Preheat the oven to 500ºF.
For the dough, combine all the ingredients into a large glass mixing bowl. Transfer the dough onto a well-floured work surface, and knead for two minutes. The dough should still be slightly tacky, but not sticky. Coat the dough with olive oil and let rise for 4 hours. An hour before you are ready to bake the pizza, add one large red onion (sliced) into a medium heated pan coated with olive oil. Add a pinch of salt, and reduce the heat to low after 10 minutes. Cover and let cook for another 40 minutes, or until the onion is brown and drastically reduced in size. For the marinara, simply heat olive oil on low and the tomatoes, garlic, salt, and red pepper flakes. Cook for 6 minutes.

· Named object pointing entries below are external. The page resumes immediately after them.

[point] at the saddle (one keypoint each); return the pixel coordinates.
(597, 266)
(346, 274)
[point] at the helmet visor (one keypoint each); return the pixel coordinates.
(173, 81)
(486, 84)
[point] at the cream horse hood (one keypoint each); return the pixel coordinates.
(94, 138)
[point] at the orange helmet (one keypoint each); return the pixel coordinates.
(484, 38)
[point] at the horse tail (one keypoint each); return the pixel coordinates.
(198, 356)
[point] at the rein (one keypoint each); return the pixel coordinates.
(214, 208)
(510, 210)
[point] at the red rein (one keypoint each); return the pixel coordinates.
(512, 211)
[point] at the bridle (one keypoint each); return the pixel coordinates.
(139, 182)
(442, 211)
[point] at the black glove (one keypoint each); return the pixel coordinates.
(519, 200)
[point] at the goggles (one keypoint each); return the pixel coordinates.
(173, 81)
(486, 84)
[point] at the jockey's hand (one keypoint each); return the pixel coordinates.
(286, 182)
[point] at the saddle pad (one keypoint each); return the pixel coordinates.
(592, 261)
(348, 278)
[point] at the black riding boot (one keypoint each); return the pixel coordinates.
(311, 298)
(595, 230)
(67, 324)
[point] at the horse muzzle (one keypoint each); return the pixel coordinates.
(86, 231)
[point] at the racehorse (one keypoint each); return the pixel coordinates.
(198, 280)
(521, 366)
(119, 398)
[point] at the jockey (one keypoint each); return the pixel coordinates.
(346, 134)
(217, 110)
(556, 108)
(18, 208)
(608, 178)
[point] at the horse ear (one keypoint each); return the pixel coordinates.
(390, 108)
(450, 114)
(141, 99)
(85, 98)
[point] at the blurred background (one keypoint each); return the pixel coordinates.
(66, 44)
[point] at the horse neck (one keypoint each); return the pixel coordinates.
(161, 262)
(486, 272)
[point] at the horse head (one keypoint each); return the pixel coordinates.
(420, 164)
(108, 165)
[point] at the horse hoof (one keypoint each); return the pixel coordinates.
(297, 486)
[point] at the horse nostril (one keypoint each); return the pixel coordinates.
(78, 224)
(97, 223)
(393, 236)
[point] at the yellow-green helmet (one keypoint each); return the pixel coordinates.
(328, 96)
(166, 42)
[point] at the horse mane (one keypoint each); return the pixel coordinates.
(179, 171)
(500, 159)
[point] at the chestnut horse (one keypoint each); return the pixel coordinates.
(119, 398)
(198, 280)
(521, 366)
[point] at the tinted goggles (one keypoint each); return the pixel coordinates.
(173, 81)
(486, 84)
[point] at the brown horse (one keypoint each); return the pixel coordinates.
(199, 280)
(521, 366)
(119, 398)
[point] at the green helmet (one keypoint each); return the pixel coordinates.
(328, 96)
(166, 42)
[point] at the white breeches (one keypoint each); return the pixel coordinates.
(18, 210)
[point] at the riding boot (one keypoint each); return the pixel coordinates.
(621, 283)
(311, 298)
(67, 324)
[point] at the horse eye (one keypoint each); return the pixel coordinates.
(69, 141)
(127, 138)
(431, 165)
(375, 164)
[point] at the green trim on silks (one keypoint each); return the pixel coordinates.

Once the dough is done rising, transfer it onto a well floured surface. Cover a rolling pin in flour and roll out well over 14 inches each way. You should have stretched the dough to roughly 16 inches in all directions, but this is an imperfect rustic pizza, so as long as you have enough to elapse around the edges of your pizza pan, you’re doing a swell job. Add the marinara. Add the mozzarella, chicken, PEPPADEW® peppers, goat cheese, and caramelized onion. Gently, but not perfectly, place the edges over the pizza. Be sure that you cover all the space of the pizza pan— you don’t want to end up with a smaller pizza.
Most edges were actually rolled out to about 18-19 inches. This pizza is similar to what some call a “rustic tart pizza,”
Bake for 8-10 minutes, or until the edges of the pizza are golden brown.